Los soldados seguían moviéndose de acá para allá con sus barras. No sabían que Umbo y Param habían saltado desde la roca en lugar de correr en línea recta, así que durante el segundo día peinaron sobre todo la zona situada enfrente del promontorio. Luego la reina apareció correteando entre ellos como un insecto y cambiaron de posición, así que al terminar el segundo día, el baile de los hombres de las barras se trasladó directamente debajo de ellos.
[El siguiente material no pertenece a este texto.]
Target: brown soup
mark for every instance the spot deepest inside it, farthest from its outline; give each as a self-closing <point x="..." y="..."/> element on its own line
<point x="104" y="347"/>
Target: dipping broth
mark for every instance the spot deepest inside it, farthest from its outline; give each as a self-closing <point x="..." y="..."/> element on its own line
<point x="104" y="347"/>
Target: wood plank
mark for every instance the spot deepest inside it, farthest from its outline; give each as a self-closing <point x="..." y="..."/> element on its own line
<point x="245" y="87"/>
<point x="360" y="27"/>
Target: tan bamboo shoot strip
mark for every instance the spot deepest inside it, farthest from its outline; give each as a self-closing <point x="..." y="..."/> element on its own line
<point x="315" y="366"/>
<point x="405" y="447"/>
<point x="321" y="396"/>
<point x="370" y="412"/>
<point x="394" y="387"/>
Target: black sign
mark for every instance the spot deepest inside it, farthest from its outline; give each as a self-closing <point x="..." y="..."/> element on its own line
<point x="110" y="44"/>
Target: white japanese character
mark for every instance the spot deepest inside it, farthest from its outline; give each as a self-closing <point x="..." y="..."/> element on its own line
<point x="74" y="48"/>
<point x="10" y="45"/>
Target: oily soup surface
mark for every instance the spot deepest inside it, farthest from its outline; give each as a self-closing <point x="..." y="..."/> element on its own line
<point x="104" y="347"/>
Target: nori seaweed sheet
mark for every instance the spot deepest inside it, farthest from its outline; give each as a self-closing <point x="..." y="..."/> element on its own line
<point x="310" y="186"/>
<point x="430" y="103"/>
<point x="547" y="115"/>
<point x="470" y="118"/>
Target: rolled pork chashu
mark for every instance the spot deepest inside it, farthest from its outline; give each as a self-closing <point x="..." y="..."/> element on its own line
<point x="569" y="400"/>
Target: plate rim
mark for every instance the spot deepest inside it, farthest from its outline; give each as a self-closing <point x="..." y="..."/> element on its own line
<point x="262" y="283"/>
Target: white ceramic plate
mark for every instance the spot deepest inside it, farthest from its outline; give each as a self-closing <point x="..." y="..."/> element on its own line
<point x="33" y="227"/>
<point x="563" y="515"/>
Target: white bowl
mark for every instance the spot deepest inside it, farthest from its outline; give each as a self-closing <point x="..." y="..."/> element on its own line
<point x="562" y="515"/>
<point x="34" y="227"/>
Pero ellos seguían cayendo y se hizo de noche, y luego amaneció de nuevo y el correteo no cesó. En todo caso se hizo más frenético aún y las barras comenzaron a sondear el aire por todas partes. Invisibles ya durante dos días —durante dos segundos— Param y Umbo corrían más peligro que antes, porque la reina no estaba dispuesta a rendirse y no permitiría que los hombres lo hicieran. En cuestión de instantes estarían a su altura, donde las barras podrían alcanzarlos. Morirían antes incluso de haber llegado al suelo.